Un petit-déjeuner riche en protéines et graisses limite la faim, et aiderait à contrôler la glycémie.

Prendre un petit-déjeuner consistant, riche en protéines et graisses, permettrait aux diabétiques de mieux contrôler leur faim et leur niveau de glucose sanguin. C’est le résultat d’une étude israélienne présentée au congrès de l’European Association for the Study of Diabetes à Barcelone.

Le petit-déjeuner représente un repas stratégique dans le cadre d’un régime. S’il est suffisamment consistant, il limite les fringales dans la journée. De manière générale, pour perdre du poids, il est conseillé de manger plus le matin que le soir.

Sachant que les personnes qui prennent régulièrement un petit-déjeuner ont généralement un IMC plus bas que celles qui le sautent, les chercheurs ont voulu étudier la relation entre petit-déjeuner et contrôle de la glycémie.

petit-dejeuner-anglais-hypnose, f-duval-levesque-psychotherapie-coach-psychopraticien-EMDR, sophrologie, addiction-dependance-depression-mal-etre-soutien-psy-boulimie-addiction-sexuellecomplet-Pour cela, 59 personnes en surpoids ou obèses et atteintes de diabète de type 2 ont été réparties en deux groupes : certaines prenaient un petit déjeuner apportant un tiers des calories journalières, et d’autres un petit-déjeuner plus léger, représentant 12,5% des apports énergétiques quotidiens. Le pourcentage de protéines et de graisses était plus élevé dans le petit-déjeuner « copieux ». 47 participants sont allés jusqu’au bout de l’étude.
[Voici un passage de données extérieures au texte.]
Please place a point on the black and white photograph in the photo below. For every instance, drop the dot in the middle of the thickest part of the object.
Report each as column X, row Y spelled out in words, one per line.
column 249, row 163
Résultats : Les patients qui ont mangé un gros petit-déjeuner pendant 3 mois avaient une glycémie moins élevée que les autres, et près d’un tiers d’entre eux a pu réduire sa prise de médicaments. En même temps, 17 % de ceux qui prenaient un petit déjeuner léger ont dû augmenter leur prescription d’anti-diabétiques.

De plus, ceux qui prenaient un gros petit déjeuner avaient moins faim dans la journée. Leur pression sanguine a aussi plus diminué chez eux.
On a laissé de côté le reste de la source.